Article courtesy of MIRS for SBAM’s Lansing Watchdog newsletter
Gov. Gretchen Whitmer is informing contractors who were set to receive a piece of the $645 million in non-statutory work projects that the House Appropriations Committee denied earlier this month that the State Budget Office and her administration are not done with its review, and are awaiting a legal opinion from Attorney General Dana Nessel as it takes its next step.
In a letter, Whiter acknowledged that the State Budget Office is still reviewing existing contracts, obligations and encumbrances. While the Budget Office is being charged with answering questions from impacted funding recipients, it’s not clear that they have answers at this point in time.
Suffice to say, the Governor is not happy about the situation based on the tone of the letter.
“Many of the affected projects are already underway and directly impact Michiganders’ ability to access good-paying jobs, quality, affordable health care, public safety services, reliable infrastructure, and other critical services,” she wrote.

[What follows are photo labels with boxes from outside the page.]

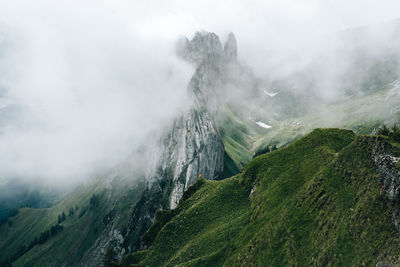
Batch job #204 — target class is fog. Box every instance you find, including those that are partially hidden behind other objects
[0,0,400,185]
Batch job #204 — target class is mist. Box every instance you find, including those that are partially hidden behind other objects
[0,0,400,188]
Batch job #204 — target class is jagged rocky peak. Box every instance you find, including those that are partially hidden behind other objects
[224,32,237,61]
[177,31,237,63]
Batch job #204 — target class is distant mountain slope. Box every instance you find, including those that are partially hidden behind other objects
[122,129,400,266]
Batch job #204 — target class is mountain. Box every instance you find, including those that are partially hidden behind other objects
[0,32,262,266]
[0,24,400,266]
[121,129,400,266]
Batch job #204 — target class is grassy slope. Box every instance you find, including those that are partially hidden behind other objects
[254,84,400,150]
[123,129,400,266]
[0,177,144,266]
[219,107,265,178]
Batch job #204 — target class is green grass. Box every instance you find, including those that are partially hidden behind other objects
[218,107,265,178]
[122,129,400,266]
[0,176,147,266]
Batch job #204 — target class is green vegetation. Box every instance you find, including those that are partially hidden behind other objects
[121,129,400,266]
[0,176,147,266]
[218,107,264,178]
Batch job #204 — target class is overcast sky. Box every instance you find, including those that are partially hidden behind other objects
[0,0,400,188]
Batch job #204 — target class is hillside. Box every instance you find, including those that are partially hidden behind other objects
[122,129,400,266]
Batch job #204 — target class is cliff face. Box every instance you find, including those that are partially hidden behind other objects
[372,140,400,232]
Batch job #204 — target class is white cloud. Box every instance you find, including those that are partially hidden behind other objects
[0,0,400,186]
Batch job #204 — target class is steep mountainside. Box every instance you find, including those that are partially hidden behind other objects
[0,32,262,266]
[122,129,400,266]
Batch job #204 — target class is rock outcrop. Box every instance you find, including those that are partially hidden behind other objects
[372,138,400,232]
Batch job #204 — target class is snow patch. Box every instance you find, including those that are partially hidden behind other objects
[256,121,272,129]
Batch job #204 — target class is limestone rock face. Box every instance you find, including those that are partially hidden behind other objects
[372,140,400,232]
[224,33,237,61]
[125,32,236,251]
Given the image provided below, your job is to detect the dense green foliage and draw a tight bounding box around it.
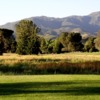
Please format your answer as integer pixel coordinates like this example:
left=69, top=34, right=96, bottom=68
left=0, top=20, right=100, bottom=55
left=0, top=29, right=16, bottom=53
left=16, top=20, right=40, bottom=54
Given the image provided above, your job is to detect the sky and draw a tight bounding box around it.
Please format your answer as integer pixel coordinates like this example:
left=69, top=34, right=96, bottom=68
left=0, top=0, right=100, bottom=25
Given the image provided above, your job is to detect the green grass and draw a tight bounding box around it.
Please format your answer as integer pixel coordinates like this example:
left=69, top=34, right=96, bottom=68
left=0, top=75, right=100, bottom=100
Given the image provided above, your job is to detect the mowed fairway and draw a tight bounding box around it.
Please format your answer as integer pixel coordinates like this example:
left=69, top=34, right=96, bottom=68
left=0, top=75, right=100, bottom=100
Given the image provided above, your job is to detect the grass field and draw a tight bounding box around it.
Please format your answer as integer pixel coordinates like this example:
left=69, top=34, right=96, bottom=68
left=0, top=52, right=100, bottom=64
left=0, top=75, right=100, bottom=100
left=0, top=52, right=100, bottom=75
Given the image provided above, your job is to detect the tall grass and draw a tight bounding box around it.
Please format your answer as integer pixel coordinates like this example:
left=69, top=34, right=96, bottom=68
left=0, top=52, right=100, bottom=74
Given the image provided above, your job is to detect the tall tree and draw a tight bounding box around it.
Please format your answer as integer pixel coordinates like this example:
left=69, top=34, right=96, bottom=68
left=0, top=32, right=4, bottom=55
left=16, top=20, right=40, bottom=54
left=0, top=29, right=16, bottom=52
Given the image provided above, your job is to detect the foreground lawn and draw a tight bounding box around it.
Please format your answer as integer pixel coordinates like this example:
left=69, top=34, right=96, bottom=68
left=0, top=75, right=100, bottom=100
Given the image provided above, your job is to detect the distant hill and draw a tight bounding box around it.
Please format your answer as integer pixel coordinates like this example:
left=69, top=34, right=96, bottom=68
left=0, top=11, right=100, bottom=37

On Dec. 10, the House Appropriations Committee rejected $644.9 million in unspent money from the Fiscal Year (FY) 2025 budget that had been allocated by the administration as “work projects.”
It’s a move Republicans called the next step in weeding out “waste, fraud and abuse” from the state budget, but Democrats decried as Republicans playing the role of Scrooge before Christmas.
This rarely taken step was passed along mostly party lines and came after the State Budget Office recommended $2.7 billion in work projects that House Speaker Matt Hall (R-Richland Township) called a “slush fund” scheme that hid pork in the budget.
The 1984 law that House Republicans used – 451a of the Management and Budget Act – was recently used in 2020 when Senate Republicans rejected four Department of Health and Human Services (DHHS) projects totaling $18.2 million. At that time, however, the state was only holding on to more than $1.74 billion in work projects.
On Dec. 16, Senate Appropriations Committee Chair Sarah Anthony (D-Lansing) sought Nessel’s opinion on what the Appropriations Committee did.